Der Mann hat viele Gesichter. Kurt Egreder, von Beruf Fachhochschulprofessor für Vermessung und Geoinformatik, schlüpft auf der Bühne von einer Haut in die nächste. Er kann griesgrämig, verschmitzt, frech, raffiniert, gediegen, angetrunken oder ernsthaft sein. Und schlitzohrig. Dann kneift er die Augen leicht zusammen und tut so, als könnte er kein Wässerchen trüben. Am 29. Januar wird der leidenschaftliche Hobbyschauspieler 65 Jahre alt.
Auf den Brettern, die seit mittlerweile 25 Jahren seine Freizeit-Welt bedeuten, spielt er am liebsten Komödien. Und erinnert sich freudig und lebhaft an die Rolle seines Lebens. Das war 2008 bei den Freilichtspielen des Theater Chambinzky am Würzburger Stein. Da war er Schwejk, der brave Soldat. Als gehorsamer Strammsteher, windelweicher Wendehals, republikanischer Charakterlump oder kaisertreuer Untertan konnte Kurt Egreder alle Register seines darstellerischen Könnens ziehen, im böhmischen Singsang deklamieren.
„Den Klang des Dialekts hab' ich von Kindheit an im Ohr gehabt“ erzählt Egreder, denn Vater und Großeltern stammen aus Böhmen. Natürlich gibt es außer dem Schwejk viele andere Rollen in seinem Schauspielerleben, die ihm neben rheinländischen, bayerischen, berlinerischen Dialekten immer wieder Charakterstudien und Verwandlungskunst abverlangt haben.
Kurt Egreder, 1948 im hessischen Rodgau geboren, verheiratet und Vater einer 14- und einer 19-jährigen Tochter, interessierte sich von Jugend an für alles, was mit Theaterspiel zusammenhängt, füllte seine Studienjahre nicht nur mit Lernen und Prüfungen, sondern auch mit regelmäßigen Besuchen der Theater von Frankfurt, Darmstadt und Offenbach. Und gelangte nach ersten Bühnenerfahrungen auch kurz nach seinem beruflichen Start in Würzburg schnell auf die Bühnenbretter.

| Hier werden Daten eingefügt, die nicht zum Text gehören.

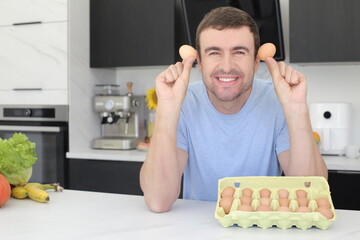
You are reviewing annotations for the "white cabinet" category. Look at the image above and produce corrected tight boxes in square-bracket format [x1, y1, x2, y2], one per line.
[0, 22, 67, 90]
[0, 0, 67, 26]
[0, 0, 68, 104]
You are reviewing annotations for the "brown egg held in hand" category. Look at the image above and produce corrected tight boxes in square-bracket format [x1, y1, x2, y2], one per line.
[316, 198, 331, 209]
[179, 45, 197, 60]
[278, 189, 289, 199]
[260, 188, 271, 198]
[221, 187, 235, 197]
[238, 205, 254, 212]
[316, 207, 334, 219]
[242, 188, 253, 197]
[258, 43, 276, 61]
[219, 197, 234, 214]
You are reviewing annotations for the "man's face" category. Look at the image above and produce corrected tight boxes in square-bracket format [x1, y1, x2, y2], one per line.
[198, 26, 260, 104]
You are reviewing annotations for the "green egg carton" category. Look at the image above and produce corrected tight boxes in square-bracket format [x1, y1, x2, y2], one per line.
[215, 177, 336, 230]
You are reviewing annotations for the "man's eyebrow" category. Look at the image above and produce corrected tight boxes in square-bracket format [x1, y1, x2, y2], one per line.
[233, 46, 250, 52]
[205, 47, 220, 53]
[205, 46, 250, 53]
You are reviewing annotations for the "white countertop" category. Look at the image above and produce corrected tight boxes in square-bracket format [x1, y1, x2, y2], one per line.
[66, 149, 360, 171]
[0, 190, 360, 240]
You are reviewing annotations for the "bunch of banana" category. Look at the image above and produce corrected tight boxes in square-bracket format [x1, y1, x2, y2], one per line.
[11, 183, 63, 203]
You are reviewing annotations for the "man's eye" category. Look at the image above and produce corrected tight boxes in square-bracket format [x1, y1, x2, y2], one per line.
[235, 51, 246, 55]
[209, 52, 219, 56]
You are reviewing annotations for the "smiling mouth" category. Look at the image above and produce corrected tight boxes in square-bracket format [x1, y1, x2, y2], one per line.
[217, 77, 238, 82]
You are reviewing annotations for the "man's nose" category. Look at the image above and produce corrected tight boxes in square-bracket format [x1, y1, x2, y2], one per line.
[222, 54, 234, 73]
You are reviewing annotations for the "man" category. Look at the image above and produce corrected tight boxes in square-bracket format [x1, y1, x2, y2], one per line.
[140, 7, 327, 212]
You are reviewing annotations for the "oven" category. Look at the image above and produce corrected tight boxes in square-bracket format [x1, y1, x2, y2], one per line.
[0, 105, 69, 188]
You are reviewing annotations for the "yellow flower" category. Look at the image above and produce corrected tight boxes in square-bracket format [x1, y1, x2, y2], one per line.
[145, 88, 157, 110]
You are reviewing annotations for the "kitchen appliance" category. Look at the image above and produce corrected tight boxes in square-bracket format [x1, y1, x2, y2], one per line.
[0, 105, 69, 188]
[92, 83, 147, 150]
[310, 103, 352, 155]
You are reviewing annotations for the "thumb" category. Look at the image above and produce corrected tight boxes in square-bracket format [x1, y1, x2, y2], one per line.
[265, 58, 280, 84]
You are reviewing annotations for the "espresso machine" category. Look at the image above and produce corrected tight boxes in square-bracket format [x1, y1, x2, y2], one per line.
[92, 83, 147, 150]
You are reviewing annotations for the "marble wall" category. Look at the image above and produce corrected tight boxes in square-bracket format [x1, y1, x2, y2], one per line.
[69, 0, 360, 154]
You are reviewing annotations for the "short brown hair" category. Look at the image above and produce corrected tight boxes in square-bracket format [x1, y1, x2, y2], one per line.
[196, 7, 260, 57]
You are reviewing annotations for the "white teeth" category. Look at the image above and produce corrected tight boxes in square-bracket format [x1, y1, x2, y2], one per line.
[219, 78, 236, 82]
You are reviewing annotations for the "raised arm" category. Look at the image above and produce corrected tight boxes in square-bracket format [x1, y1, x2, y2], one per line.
[140, 57, 195, 212]
[266, 58, 328, 178]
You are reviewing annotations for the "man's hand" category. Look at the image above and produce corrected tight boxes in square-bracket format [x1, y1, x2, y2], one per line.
[156, 57, 195, 107]
[265, 58, 307, 106]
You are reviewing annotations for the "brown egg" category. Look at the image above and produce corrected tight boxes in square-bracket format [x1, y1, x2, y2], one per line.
[316, 207, 334, 219]
[219, 197, 233, 214]
[278, 189, 289, 199]
[242, 188, 253, 197]
[297, 198, 309, 207]
[179, 45, 197, 60]
[256, 205, 272, 212]
[238, 205, 254, 212]
[259, 198, 271, 206]
[316, 198, 331, 208]
[296, 207, 311, 212]
[258, 43, 276, 61]
[279, 198, 290, 207]
[296, 189, 307, 198]
[260, 188, 271, 198]
[276, 206, 291, 212]
[221, 187, 235, 197]
[240, 196, 252, 205]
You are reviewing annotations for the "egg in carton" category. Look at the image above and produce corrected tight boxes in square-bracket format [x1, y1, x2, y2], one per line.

Dort wird er auch weiterhin zu sehen sein.
„Der 65. Geburtstag bedeutet für mich das Ende der Lebensarbeitszeit“, so Egreder, der das Sommersemester noch als Professor abdecken wird. „Es ist eine gesunde Entwicklung, dass ich nach 27 Jahren und dem kommenden Sommersemester aufhöre“. Den neuen Lebensabschnitt wird er mit Rollenstudien, Auftritten und dem Umsetzen vieler Ideen zu füllen wissen.
Fotografisches Gedächtnis
Durch sein fotografisches Gedächtnis fällt dem jugendlich wirkenden Jubilar mit dem Schalk in den Augenwinkeln das Textlernen nicht schwer. Außerdem verfasst er immer wieder kleine Theaterstücke, acht sind in einem Bonner Verlag veröffentlicht und „werden heftig gespielt“. Und der Nachwuchs liegt Egreder am Herzen. So plant er, der Märchen liebt und Grausamkeit und Sexismus im Märchen als oberflächliche Vorurteile abtut („Es muss nicht alles weich gespült sein“), Märchenlesezeit für Kindergarten-Kinder, richtet sie für die Bühne ein und denkt sich selbst welche aus.
Mit dem Älterwerden hat Egreder keine Probleme. „Solange keine größeren Blessuren kommen, solange ich körperlich und geistig fit bin, bin ich gern so alt, wie ich bin.“ Der halbrunde Geburtstag wird gemeinsam mit lieben Menschen in der „Woischeuer“ in Mespelbrunn gefeiert.